Cultura e Spettacoli

Ballando al ritmo della Crisi del ’29

Ogni tanto capita di imbattersi in un autore che lega il proprio nome a un unico romanzo o quasi. È il caso di Horace McCoy, penna finissima e molto quotata nel panorama della letteratura americana classica. Il suo Non si uccidono così anche i cavalli? (Terre di Mezzo, pagg. 121, euro 12), nella bella traduzione di Luca Conti, è l’unico vero romanzo di cui restino tracce importanti nelle cronache letterarie.

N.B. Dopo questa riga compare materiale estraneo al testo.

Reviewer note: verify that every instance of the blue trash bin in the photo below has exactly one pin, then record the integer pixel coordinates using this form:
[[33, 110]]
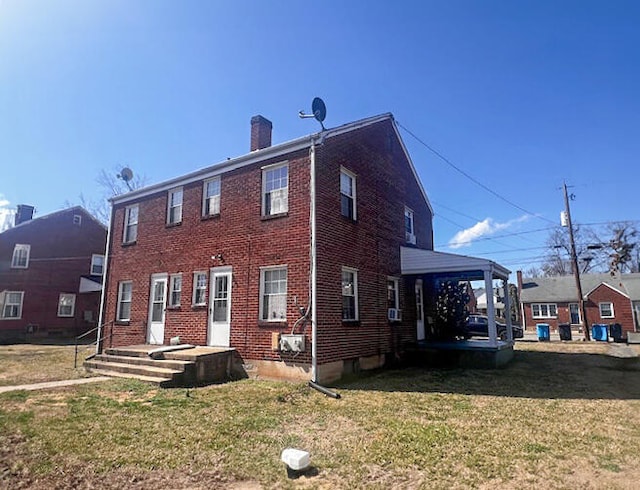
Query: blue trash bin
[[543, 332], [600, 332]]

Nato in Tennessee nel 1897, come molti altri autori Usa McCoy svolse svariati lavori, prima di cimentarsi, con successo, nell’attività di scrittore. E, sempre rispettando la tradizione, servì la patria con onore nella prima Guerra mondiale. Non si uccidono così anche i cavalli?, da parecchio tempo indisponibile in Italia, fu pubblicato nel 1935, a pochi anni dalla Grande Depressione. Ed è nel periodo più nero dell’America che il romanzo si colloca. Una trama davvero atipica che evidenzia l’animo travagliato dell’autore, la sua propensione ad atmosfere cupe e a protagonisti senza un futuro. Robert e Gloria, due spiantati in cerca di un ingaggio a Hollywood, partecipano a una maratona di ballo, allettati da un montepremi che non cambierà loro la vita, ma potrà togliere parecchie castagne dal fuoco e magari aprire le porte del mondo del cinema. È una competizione feroce, in un mondo che sembra aver completamente perso di vista la pietà umana. Considerato il periodo in cui fu scritto, la lingua e le situazioni sono scabrose, e fanno del romanzo dalle sfumature noir un libro fin troppo prossimo alle atmosfere dei nostri giorni, dove fa più notizia la tragicomica vicenda giudiziaria di un’ereditiera sciocca e viziata, rispetto ai veri problemi del mondo.
McCoy viene tuttora considerato un maestro misconosciuto dell’hard boiled. Ma, con questo suo romanzo, si direbbe che abbia precorso i tempi, raffigurando un’America disperata e già malata del mito della celebrità. Fra gangster in fuga e donne incinte in odore di squalifica, sedicenti «Leghe delle Madri Virtuose» e intrallazzoni, fa effetto scoprire che, pur di far salire la temperatura e l’interesse dei media, si pensasse di poter organizzare un matrimonio combinato sulla pista da ballo. Il «Grande fratello» (nel senso di trasmissione televisiva) non esisteva ancora, ma non mancava la voglia di protagonismo, un anelito che solo la disperazione e la fame, da un lato, o il vuoto culturale, dall’altro, riescono ad alimentare. McCoy è maestro nella sua fredda, agghiacciante cronaca della pochezza umana. Se Sidney Pollack non ne avesse tratto nel ’69 l’omonimo film fortunato e controverso, forse oggi di McCoy non resterebbe traccia.
Ma la forza emergente dei due protagonisti, Jane Fonda e Michael Sarrazin, e la disillusione di un regista che aveva mostrato di che pasta era fatto fin dagli esordi, sancirono il ritorno di un libro semi-dimenticato e scomodo per l’America.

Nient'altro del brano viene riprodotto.